Thus far, the things they manufacture tend to be rather fragile

Sep 19, 2012 13:41 GMT  ·  By
Objects manufactured through 3D printing are often fragile and fall apart or lose their shape, as evidenced by some of the failed or misshapen items Bedrich Benes displays here
   Objects manufactured through 3D printing are often fragile and fall apart or lose their shape, as evidenced by some of the failed or misshapen items Bedrich Benes displays here

As 3D printing grows in popularity, one of its core flaws is beginning to surface increasingly often. The objects these devices create, one layer at a time, tend to fall apart, change their shape, and lose structural integrity over time. Now, experts at Purdue University propose a way of solving this issue.

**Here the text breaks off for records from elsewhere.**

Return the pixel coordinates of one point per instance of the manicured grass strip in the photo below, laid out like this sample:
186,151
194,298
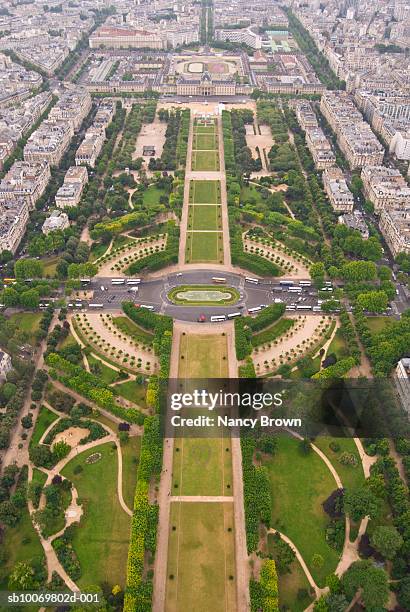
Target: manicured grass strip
202,466
204,247
205,161
130,458
203,217
44,420
299,485
133,330
201,558
194,352
107,374
274,331
132,391
207,291
101,540
205,192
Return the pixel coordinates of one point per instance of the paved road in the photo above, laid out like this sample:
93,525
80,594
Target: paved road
154,293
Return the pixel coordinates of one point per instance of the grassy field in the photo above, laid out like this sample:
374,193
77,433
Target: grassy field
201,558
205,217
376,324
101,540
351,477
209,457
44,420
133,392
108,375
205,192
204,247
290,583
194,355
133,330
27,322
299,485
204,142
205,161
130,457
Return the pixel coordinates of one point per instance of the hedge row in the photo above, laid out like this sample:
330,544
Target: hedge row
161,259
138,595
257,499
90,386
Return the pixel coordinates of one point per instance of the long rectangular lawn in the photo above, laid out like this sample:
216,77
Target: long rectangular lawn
201,558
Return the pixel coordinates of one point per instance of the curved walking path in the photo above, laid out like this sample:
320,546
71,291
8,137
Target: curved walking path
318,591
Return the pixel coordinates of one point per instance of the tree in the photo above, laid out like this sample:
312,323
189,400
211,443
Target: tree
22,578
361,503
372,581
386,540
28,268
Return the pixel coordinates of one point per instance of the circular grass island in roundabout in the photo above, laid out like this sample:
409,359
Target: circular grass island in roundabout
203,295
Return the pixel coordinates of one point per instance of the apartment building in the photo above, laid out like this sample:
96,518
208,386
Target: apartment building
395,227
13,223
58,220
90,148
320,148
241,36
72,107
49,142
125,37
385,188
354,136
339,194
27,180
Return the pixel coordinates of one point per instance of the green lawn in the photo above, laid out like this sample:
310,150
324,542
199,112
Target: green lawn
27,322
205,192
49,266
132,329
299,485
376,324
205,142
44,420
194,352
204,247
151,195
102,538
20,543
133,392
201,558
274,331
290,583
205,160
202,466
108,375
203,217
338,346
130,457
351,477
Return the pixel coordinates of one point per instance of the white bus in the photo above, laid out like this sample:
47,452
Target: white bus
232,315
133,281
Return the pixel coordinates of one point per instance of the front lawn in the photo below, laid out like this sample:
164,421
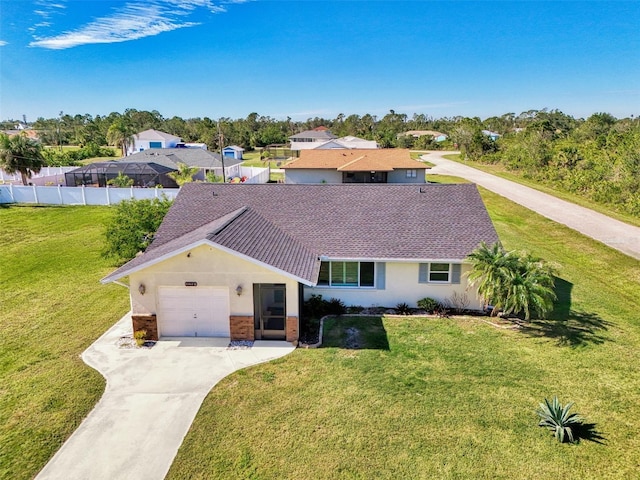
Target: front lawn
52,308
445,398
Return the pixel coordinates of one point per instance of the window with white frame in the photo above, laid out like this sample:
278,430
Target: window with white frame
347,274
439,272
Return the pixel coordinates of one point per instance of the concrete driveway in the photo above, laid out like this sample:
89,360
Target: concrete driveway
151,399
614,233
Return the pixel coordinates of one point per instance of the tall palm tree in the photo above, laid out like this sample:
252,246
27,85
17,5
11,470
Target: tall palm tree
121,134
21,154
531,288
510,282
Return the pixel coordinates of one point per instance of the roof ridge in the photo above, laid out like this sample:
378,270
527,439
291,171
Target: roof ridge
352,161
227,221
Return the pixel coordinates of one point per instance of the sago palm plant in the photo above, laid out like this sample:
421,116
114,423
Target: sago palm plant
557,418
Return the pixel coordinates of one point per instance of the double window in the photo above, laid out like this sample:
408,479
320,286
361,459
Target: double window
347,274
439,273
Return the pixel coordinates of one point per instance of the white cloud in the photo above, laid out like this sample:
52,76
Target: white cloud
131,22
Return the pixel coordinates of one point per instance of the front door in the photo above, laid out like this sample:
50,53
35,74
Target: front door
270,312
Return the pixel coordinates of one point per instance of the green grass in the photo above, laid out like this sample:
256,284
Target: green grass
445,398
53,307
500,171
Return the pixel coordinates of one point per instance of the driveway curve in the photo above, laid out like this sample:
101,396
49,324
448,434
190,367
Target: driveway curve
151,399
614,233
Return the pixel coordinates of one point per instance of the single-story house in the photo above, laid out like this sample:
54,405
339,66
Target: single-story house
238,260
233,151
311,138
437,136
204,160
492,135
143,174
153,139
355,166
343,143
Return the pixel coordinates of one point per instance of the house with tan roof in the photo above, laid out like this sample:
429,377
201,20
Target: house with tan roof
238,260
355,166
437,136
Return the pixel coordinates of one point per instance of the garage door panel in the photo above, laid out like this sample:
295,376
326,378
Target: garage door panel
190,312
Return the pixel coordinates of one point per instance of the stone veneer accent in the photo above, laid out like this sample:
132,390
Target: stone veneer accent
241,327
292,329
146,322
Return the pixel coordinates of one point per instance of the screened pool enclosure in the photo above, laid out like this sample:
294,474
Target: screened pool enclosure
143,174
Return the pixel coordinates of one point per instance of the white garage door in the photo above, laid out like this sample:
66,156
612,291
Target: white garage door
193,311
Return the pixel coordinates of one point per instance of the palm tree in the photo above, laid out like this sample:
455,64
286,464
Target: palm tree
490,272
21,154
120,134
184,174
510,282
531,288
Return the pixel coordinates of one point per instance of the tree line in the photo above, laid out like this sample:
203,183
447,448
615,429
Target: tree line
597,158
258,131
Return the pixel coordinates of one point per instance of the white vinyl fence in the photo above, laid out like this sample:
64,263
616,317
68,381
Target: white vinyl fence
79,195
59,195
44,172
255,174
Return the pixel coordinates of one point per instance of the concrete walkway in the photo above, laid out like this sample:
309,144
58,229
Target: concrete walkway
614,233
151,399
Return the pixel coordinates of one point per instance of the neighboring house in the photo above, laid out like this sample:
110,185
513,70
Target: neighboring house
347,142
31,134
143,174
492,135
204,160
311,138
233,151
355,166
437,136
153,139
238,260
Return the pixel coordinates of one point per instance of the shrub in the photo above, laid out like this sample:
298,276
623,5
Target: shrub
403,308
557,418
133,226
430,305
317,307
458,302
336,307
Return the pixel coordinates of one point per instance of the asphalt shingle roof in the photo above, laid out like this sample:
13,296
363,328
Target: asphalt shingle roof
290,226
355,160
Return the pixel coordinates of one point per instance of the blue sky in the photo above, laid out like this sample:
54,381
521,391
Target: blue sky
196,58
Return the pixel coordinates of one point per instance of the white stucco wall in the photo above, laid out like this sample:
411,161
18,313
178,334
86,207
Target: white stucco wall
401,285
210,267
400,176
309,175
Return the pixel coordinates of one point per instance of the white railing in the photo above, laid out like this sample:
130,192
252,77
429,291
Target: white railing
255,174
79,195
59,195
44,172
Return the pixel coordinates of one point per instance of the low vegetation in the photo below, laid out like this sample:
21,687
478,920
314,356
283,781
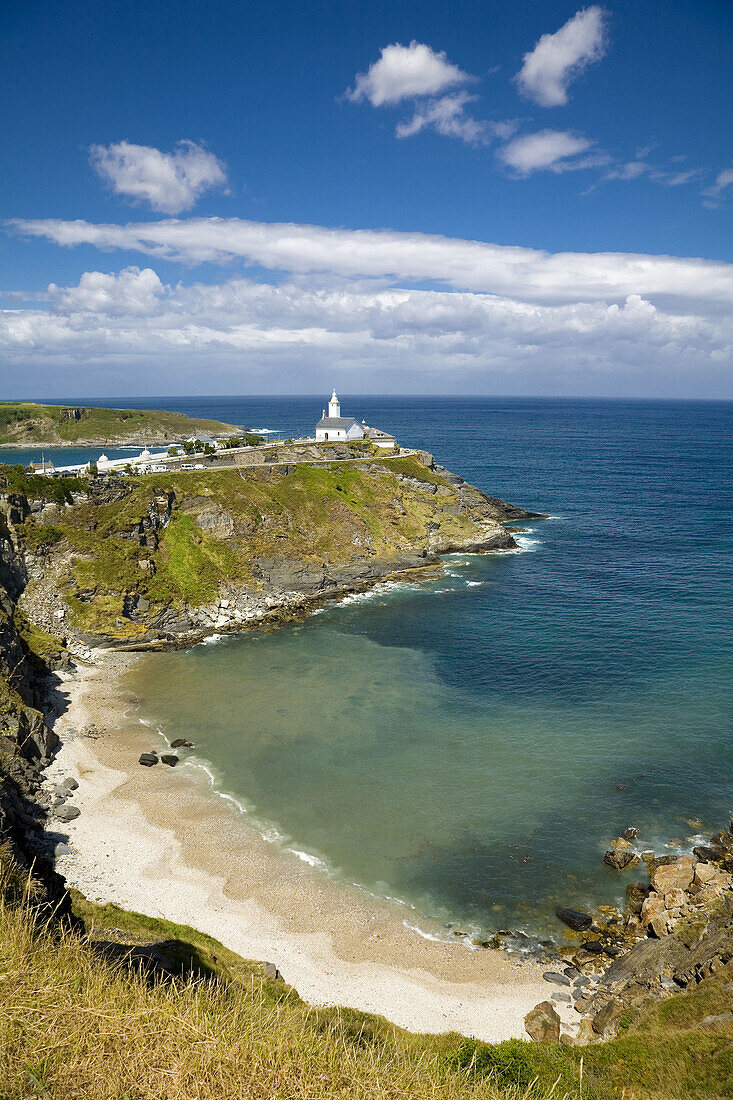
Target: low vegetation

Scientists say that, most commonly, objects manufactured through 3D printing fail at the points of highest stress. But this problem can be now addressed by using a computer program that automatically makes objects stronger before they are printed.

The software was created by researchers at the Purdue University and Adobe's Advanced Technology Labs. The team was led by Bedrich Benes, an associate professor of computer graphics at Purdue.

3D printers work by constructing objects from scratch, on a layer-by-layer basis. They can use several types of materials, from plastic to metal, but they somehow fail to create items strong enough to withstand normal handling or shipping.

“I have an entire zoo of broken 3D printed objects in my office,” Benes says. “You can go online, create something using a 3-D printer and pay $300, only to find that it isn't strong enough to survive shipping and arrives in more than one piece,” ATL senior research manager Radomir Mech adds.

What the new software does is it first analyzes the structure of the object that needs to be printed. Once this stage is complete, special algorithms figure out which segments are most prone to failure, and selects from a range of possible solutions to this problem.

Most of the times, the software may choose either to increase the thickness of key structural elements, or to add struts, for additional support. The third option is to identify the heaviest elements, and then hollow them out.

“We not only make the objects structurally better, but we also make them much more inexpensive. We have demonstrated a weight and cost savings of 80 percent,” Mech explains.

“The 3-D printing doesn't have to be so precise, so we developed our own structural analysis program that doesn't pay significant attention to really high precision,” Benes adds.

In the future, the team plans to create a version of the software that can be used on 3D printed objects that feature moving parts. These are a lot more difficult to analyze, and the program may have to choose multiple solutions simultaneously to address faults in the original plans.